ブレーキは、ペダルが殆どストロークしない上に軽い踏力ですぐ効くようになっているので、なかなか慣れずに困った。おまけに10km/h以下で走行中にもアイドリングストップしてエンジンブレーキが消えるので、余計に停止直前のコントロールが難しくなっている。ブレーキは慣れの問題だが、これが嫌な人もいるだろう。MTでクラッチを切って停止することを考えれば同じか。

シートは硬いが、調整範囲の広いステアリングと相まってドライビングポジションが取りやすく、これでこそドライブのための車だと思った。

内装は、総額300万円近い車とは思えないほどに安っぽい。安っぽいというより、そもそも安いのかもしれない。インパネのデザインが子供っぽいのは遊び心として受け入れられるが、シフト周りやドア周りがフィット並みに安っぽいのはとても残念。グレーのファブリックが用いられたシートやドアパネルは完全に汚れていて、かなり見栄えが悪い。触れたくないくらいに汚い。

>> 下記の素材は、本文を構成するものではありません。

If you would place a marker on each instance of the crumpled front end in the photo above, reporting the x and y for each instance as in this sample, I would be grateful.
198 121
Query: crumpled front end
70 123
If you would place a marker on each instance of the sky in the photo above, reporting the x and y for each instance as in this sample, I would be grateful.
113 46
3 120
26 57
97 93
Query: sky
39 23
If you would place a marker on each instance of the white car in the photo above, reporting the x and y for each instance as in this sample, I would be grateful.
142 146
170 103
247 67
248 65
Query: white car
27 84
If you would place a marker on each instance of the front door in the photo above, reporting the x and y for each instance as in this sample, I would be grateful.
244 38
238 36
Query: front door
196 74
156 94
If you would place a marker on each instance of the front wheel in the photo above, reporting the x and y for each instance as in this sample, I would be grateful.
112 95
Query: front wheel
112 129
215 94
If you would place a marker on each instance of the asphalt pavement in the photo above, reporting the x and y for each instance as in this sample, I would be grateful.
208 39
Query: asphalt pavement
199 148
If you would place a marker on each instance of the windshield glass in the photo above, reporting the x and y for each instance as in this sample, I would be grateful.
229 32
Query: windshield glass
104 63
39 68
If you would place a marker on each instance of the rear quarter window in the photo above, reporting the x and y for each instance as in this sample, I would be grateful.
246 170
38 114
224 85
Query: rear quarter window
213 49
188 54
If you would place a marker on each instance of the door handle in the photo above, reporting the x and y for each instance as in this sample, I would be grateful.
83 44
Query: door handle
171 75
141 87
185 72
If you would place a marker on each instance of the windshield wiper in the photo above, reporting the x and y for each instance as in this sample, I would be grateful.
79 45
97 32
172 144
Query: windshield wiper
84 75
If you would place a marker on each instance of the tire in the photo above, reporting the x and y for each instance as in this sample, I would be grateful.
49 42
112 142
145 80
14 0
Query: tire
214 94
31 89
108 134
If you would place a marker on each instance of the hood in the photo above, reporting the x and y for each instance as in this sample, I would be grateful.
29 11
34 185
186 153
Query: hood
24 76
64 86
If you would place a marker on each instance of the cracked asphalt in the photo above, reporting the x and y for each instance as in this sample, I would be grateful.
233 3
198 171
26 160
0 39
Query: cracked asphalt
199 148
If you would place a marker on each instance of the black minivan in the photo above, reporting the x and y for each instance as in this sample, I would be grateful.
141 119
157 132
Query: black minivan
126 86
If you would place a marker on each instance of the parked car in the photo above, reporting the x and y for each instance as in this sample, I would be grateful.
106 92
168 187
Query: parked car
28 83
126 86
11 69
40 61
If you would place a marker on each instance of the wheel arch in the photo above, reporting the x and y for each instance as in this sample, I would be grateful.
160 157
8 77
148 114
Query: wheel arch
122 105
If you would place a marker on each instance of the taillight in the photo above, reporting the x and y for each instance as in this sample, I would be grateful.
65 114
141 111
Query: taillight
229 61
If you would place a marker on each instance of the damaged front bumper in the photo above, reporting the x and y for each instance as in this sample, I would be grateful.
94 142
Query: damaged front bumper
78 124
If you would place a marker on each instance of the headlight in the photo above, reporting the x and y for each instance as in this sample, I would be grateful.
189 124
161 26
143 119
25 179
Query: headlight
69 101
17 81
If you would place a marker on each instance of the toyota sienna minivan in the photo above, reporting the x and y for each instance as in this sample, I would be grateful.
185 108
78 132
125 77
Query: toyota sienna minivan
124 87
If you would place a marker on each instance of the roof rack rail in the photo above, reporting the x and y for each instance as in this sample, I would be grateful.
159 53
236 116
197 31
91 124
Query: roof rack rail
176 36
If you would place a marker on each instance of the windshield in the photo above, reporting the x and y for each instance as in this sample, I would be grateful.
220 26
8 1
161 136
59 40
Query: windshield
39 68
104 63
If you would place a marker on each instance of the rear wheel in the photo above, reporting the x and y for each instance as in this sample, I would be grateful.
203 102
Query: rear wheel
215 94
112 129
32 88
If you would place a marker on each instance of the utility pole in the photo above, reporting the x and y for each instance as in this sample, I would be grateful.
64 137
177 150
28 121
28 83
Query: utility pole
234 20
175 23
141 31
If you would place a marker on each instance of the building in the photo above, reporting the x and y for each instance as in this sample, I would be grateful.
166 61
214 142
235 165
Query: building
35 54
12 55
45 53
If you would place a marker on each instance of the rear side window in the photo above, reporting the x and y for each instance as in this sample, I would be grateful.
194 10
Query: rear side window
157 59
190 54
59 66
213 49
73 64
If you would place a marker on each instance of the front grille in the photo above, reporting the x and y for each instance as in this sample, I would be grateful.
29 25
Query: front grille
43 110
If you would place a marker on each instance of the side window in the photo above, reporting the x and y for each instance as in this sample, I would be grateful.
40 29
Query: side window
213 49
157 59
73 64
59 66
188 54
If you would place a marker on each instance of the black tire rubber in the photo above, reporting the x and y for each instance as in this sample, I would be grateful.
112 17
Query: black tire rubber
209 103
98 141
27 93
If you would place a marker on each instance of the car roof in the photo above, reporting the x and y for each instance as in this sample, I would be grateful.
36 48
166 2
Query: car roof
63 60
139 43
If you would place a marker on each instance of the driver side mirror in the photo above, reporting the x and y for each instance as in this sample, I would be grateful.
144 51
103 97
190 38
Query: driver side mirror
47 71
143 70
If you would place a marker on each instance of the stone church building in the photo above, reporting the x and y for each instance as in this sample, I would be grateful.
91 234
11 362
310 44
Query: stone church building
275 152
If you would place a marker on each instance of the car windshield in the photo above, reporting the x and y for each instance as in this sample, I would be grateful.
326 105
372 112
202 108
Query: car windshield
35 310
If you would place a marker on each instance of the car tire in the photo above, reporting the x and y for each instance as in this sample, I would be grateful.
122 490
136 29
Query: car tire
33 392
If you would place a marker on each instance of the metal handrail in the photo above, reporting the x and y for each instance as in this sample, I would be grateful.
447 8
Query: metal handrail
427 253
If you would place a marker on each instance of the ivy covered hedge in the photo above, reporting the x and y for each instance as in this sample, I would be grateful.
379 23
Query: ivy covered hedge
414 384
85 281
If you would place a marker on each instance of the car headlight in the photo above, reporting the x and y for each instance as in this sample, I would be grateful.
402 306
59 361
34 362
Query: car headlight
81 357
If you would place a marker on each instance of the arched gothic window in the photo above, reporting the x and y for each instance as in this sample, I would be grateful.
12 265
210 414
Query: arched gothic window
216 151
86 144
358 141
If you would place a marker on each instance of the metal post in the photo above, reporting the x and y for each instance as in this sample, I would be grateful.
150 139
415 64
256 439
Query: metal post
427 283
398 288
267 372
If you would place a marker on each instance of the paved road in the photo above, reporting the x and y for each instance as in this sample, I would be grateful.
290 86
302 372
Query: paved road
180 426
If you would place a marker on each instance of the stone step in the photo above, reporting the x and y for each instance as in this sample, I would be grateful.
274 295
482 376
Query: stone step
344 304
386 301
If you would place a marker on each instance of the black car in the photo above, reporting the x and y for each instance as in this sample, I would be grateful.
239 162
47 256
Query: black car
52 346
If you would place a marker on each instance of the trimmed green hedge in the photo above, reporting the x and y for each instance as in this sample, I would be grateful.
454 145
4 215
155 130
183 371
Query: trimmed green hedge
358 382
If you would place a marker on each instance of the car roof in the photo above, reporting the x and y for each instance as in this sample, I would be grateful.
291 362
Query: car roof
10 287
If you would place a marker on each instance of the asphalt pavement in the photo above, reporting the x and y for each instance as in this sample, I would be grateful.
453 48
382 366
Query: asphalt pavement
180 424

メーターはデザインは凄く格好良いのだが、左右のエネルギー関係の表示は情報が多い訳でもないのに見やすくはない。タコメーターが中央にあると気分は盛り上がる。

リアウインドウが上下に分割されているのは良いが、分割されている部分がちょうど後続車を隠すようになっており、安全性に問題がある。ここは最後まで気になってしまったが、特別な車なので割り切れるとも言える。

最後に、CR-Zの中でも最も気になっていたリアシートに座ってみた。私の身長は162cmで、結果としては頭がリアガラスに押し付けられることになり、横に傾けないと背筋を伸ばせなかった。本当に緊急用のシートというのは初めてである。


2時間のドライブで、結局のところ走りにはあまり好印象を持てなかった。全てにおいて中途半端であり、何を求めても満足できる点がなかった。車としてはよくできているのだが、このボディデザインや名前から期待される水準を何もクリアしていないように思える。だから人気が出なかったのではないだろうか。

私はホンダ=タイプRではなく、ガチガチのスポーツカーは好きではないので、こういうパワーを求めないのんびりしたスポーツカーでじっくりとドライブを楽しめたら良いなと思ってCR-Zに乗ってみたが、そんな目線で見てもこの車は中途半端だ。その点で、何よりも気に入らないのが内装の安っぽさであった。

何もかも中途半端だとしても、依然としてCR-Zを欲しいなと思わせてくれるのは、この何にも似ていないダイナミックなボディデザインが、登場から年月を経た今でも古さを感じさせない格好良さを放っているからだろう。かつてのCR-Xを現代的に解釈したスタイルは、ホンダの中で1位をあげたいくらいに、本当に格好良い。自宅に帰ってきて、パソコンで赤いCR-Zの写真を見ているだけでも溜め息が出そうだ。こんなに格好良い車が自分の生活の中にあったら、どんなに楽しい人生になるだろうか。それだけに、デザイン以外が全て中途半端なことがどうしても残念でならない。

努力次第では「名車」になり得たCR-Zを販売不振で終わらせてしまうホンダは、大いに反省してほしいと切に願っている。あまりにももったいない!